Reflexiones en torno a la red social del momento o hasta dónde llegará el “whatsappeo”.

"Qué pasa", por Verónica Klingenberger WhatsApp. (Foto: Shutterstock)

POR VERÓNICA KLINGENBERGER
Periodista
@vklingenberger

1. Leo que pronto whatsapp ofrecerá sus servicios a empresas para que todos podamos acceder de manera directa y rápida a lo que “necesitamos”. También más personal. Ya no nos bastan los comentarios en los posts de Facebook del tipo “¿precio?”, ahora las conversaciones buscan ser privadas e inmediatas, aunque con la misma falta de elegancia. A través de ese nuevo servicio, muy parecido a lo que hacen apps como Diloo por ejemplo, uno será capaz de comprar un medicamento o un sofá sin necesidad de abrir la boca ni conectarse a webs que aún demandan un trámite engorroso. ¿Suena bien?

2. Hay algo que hoy se conoce como la ansiedad whatsappera. Todos la hemos experimentado en algún punto. Mandas un mensajito, ves que llegó, ves que la otra persona lo leyó, y aún así no llega la esperada respuesta. Nuestro cerebro tiende a pensar lo peor: “me dejó en visto” es una nueva expresión que tiene que ver con el choteo moderno. Lo que exige Whatsapp a diferencia de otros chats es un diálogo medianamente sostenido. Escribes, responden. Te escriben, respondes. Si no, la gente tiende a impacientarse. Y una cosa es mandar por un tubo a tus amigos o familiares, y otra muy distinta percatarte de que hace tres horas te escribió un cliente para pedirte un cambio importante.

3. ¿Quién aguanta un chat grupal más en WhatsApp? Eso de salir del cine y ver 340 mensajes puede desatar un surmenage por gusto. Cuando uno se pone a revisar lo que se dijo, 300 mensajes corresponden a gifs o emojis y el resto son jajajaja. ¿Y los grupos de trabajo? Siempre terminan siendo un gran caos donde nadie sabe qué decir o cuándo responder. Mis favoritos sin duda son los grupos que se formaron por algún evento en particular (tipo “Viaje Exalumnos” o “Navidad”) y que terminan transformados en una estupenda e inmortal excusa para perder el tiempo.

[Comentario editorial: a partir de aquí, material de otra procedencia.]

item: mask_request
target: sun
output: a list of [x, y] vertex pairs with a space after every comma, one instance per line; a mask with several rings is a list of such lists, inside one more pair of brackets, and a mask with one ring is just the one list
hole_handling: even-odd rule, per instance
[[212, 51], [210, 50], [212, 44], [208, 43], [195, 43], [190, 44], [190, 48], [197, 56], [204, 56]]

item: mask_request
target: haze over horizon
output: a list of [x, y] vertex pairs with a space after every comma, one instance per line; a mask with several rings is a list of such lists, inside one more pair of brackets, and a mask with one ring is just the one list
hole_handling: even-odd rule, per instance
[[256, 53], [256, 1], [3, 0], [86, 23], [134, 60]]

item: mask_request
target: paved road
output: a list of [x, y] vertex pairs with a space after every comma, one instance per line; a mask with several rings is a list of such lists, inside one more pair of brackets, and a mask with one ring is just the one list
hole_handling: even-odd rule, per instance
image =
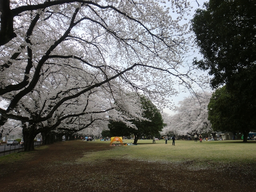
[[[34, 143], [34, 146], [38, 146], [40, 144], [39, 143], [35, 142]], [[24, 147], [23, 146], [18, 145], [9, 145], [7, 146], [6, 144], [0, 145], [0, 157], [3, 156], [13, 153], [22, 151], [24, 150]]]

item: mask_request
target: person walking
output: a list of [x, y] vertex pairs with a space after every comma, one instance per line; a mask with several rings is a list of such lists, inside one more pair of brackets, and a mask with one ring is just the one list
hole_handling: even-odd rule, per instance
[[167, 140], [168, 140], [168, 137], [167, 136], [165, 136], [165, 144], [167, 144]]
[[176, 138], [175, 137], [175, 135], [174, 135], [173, 137], [172, 138], [173, 140], [173, 145], [175, 145], [175, 141], [176, 140]]
[[197, 136], [196, 135], [196, 133], [195, 133], [195, 142], [196, 142], [196, 143], [197, 142]]

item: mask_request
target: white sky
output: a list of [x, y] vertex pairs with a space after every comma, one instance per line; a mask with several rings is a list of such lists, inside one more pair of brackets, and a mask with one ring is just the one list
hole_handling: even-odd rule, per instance
[[[200, 6], [199, 7], [198, 7], [198, 5], [197, 3], [195, 0], [192, 0], [190, 1], [191, 5], [192, 7], [193, 7], [193, 10], [192, 10], [191, 12], [190, 12], [190, 15], [186, 16], [186, 18], [187, 19], [187, 20], [186, 21], [184, 21], [184, 22], [185, 22], [187, 23], [189, 22], [189, 21], [193, 18], [193, 15], [195, 13], [196, 9], [197, 8], [201, 8], [202, 5], [203, 4], [203, 3], [205, 2], [207, 2], [208, 1], [207, 0], [197, 0], [197, 1], [200, 5]], [[168, 4], [166, 3], [167, 6], [167, 5]], [[174, 14], [175, 14], [175, 13]], [[172, 15], [172, 16], [173, 16], [174, 18], [175, 18], [174, 17], [176, 16], [173, 16]], [[199, 52], [197, 51], [197, 52], [193, 54], [193, 55], [191, 57], [191, 59], [189, 59], [189, 62], [190, 61], [192, 63], [193, 58], [195, 57], [196, 57], [197, 58], [202, 57], [202, 56], [201, 56], [201, 55], [199, 53]], [[206, 72], [202, 72], [202, 73], [203, 73], [206, 75], [207, 75], [207, 73]], [[200, 89], [198, 89], [200, 90]], [[177, 90], [178, 91], [178, 90]], [[171, 99], [173, 100], [172, 102], [173, 103], [174, 103], [175, 105], [177, 106], [178, 103], [179, 102], [179, 101], [183, 100], [184, 97], [188, 97], [190, 95], [191, 93], [189, 92], [189, 91], [187, 91], [187, 93], [180, 93], [178, 95], [178, 96], [177, 97], [172, 97], [170, 98]], [[173, 114], [174, 113], [174, 112], [173, 111], [170, 110], [167, 108], [164, 109], [163, 110], [163, 112], [166, 113], [167, 113], [170, 114]]]

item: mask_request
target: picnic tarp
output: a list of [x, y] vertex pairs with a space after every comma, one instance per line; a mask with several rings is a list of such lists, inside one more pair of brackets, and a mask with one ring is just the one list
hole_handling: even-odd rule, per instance
[[112, 143], [113, 142], [119, 141], [121, 144], [124, 145], [123, 143], [123, 138], [122, 137], [112, 137], [111, 138], [111, 142], [110, 142], [110, 146], [112, 146]]

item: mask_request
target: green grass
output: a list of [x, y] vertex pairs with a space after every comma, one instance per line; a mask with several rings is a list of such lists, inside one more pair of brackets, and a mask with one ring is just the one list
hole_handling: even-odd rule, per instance
[[[120, 161], [136, 159], [148, 162], [179, 162], [186, 161], [211, 162], [223, 163], [255, 163], [256, 141], [247, 143], [241, 141], [199, 141], [177, 140], [175, 146], [172, 140], [165, 144], [163, 140], [139, 140], [138, 145], [112, 146], [109, 150], [86, 153], [79, 162], [93, 161], [97, 159], [116, 159]], [[103, 145], [110, 142], [99, 140]], [[124, 143], [131, 143], [132, 140]], [[95, 143], [96, 144], [96, 143]], [[91, 143], [93, 144], [93, 143]], [[90, 158], [88, 158], [90, 157]]]

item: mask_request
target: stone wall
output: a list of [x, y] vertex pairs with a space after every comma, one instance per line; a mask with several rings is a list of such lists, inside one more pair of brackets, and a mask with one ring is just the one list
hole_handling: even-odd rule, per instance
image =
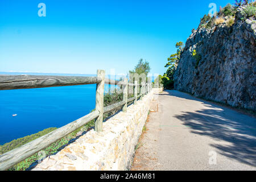
[[154, 92], [103, 123], [103, 132], [92, 130], [32, 170], [128, 170]]

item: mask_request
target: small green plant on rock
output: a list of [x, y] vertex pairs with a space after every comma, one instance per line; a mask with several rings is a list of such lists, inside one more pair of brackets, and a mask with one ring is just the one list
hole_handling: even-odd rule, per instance
[[195, 66], [195, 68], [196, 69], [199, 65], [199, 62], [202, 59], [202, 56], [201, 55], [197, 53], [196, 50], [194, 50], [192, 52], [192, 57], [196, 60], [196, 65]]
[[256, 7], [251, 5], [249, 5], [243, 10], [242, 12], [246, 18], [249, 18], [253, 16], [255, 16]]

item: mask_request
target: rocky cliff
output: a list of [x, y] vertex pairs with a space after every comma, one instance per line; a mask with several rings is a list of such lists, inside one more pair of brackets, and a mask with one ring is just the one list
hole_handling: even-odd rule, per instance
[[175, 89], [256, 110], [256, 21], [242, 15], [238, 11], [231, 26], [224, 18], [193, 31], [174, 75]]

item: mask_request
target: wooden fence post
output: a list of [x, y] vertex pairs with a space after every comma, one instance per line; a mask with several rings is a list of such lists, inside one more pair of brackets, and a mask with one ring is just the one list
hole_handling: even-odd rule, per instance
[[135, 100], [134, 100], [134, 104], [137, 104], [137, 81], [134, 81], [134, 97], [135, 97]]
[[144, 96], [145, 94], [145, 83], [143, 82], [142, 83], [142, 96]]
[[123, 85], [123, 100], [125, 104], [123, 106], [123, 112], [127, 112], [127, 102], [128, 100], [128, 79], [125, 78], [124, 84]]
[[97, 76], [101, 78], [101, 82], [97, 84], [96, 88], [96, 105], [95, 109], [100, 111], [100, 115], [95, 122], [95, 131], [102, 131], [103, 113], [104, 104], [104, 85], [105, 85], [105, 71], [98, 69]]

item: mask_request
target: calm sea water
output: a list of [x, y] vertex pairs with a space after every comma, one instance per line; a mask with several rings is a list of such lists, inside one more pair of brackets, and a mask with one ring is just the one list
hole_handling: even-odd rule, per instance
[[46, 128], [60, 127], [89, 113], [95, 108], [96, 89], [92, 84], [0, 90], [0, 144]]

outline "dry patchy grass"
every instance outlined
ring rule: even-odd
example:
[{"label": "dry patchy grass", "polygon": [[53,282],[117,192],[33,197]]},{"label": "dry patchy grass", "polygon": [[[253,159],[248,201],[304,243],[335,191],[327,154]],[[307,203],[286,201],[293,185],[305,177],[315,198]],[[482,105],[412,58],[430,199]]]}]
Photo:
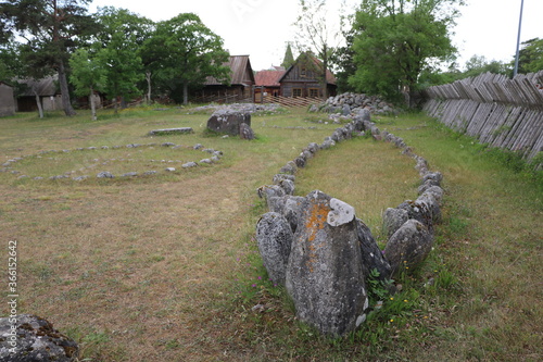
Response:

4. Felizmente tenemos los gifs. Hoy casi todo puede describirse con una buena y corta selección de imágenes en movimiento. ¿Llegará el día en que olvidemos cómo se escribe? ¿Cómo compite un adjetivo con un mono golpeando su teclado y lanzándolo al vacío? ¿O con un gato metiéndole un zarpazo a otro?

5. Cada medio reclama una velocidad de respuesta distinta. De la carta al telégrafo, del telégrafo al fax, y así sucesivamente hasta llegar al más exigente. Nadie traspasa la intimidad como el whatsapp. Hoy en día negociamos presupuestos mientras nos cortamos las uñas de los pies. Así de apuraditos andamos, con ese absurdo sentido de urgencia soplándonos la nuca aún cuando muy en el fondo sepamos que lo único importante sea seguir respirando.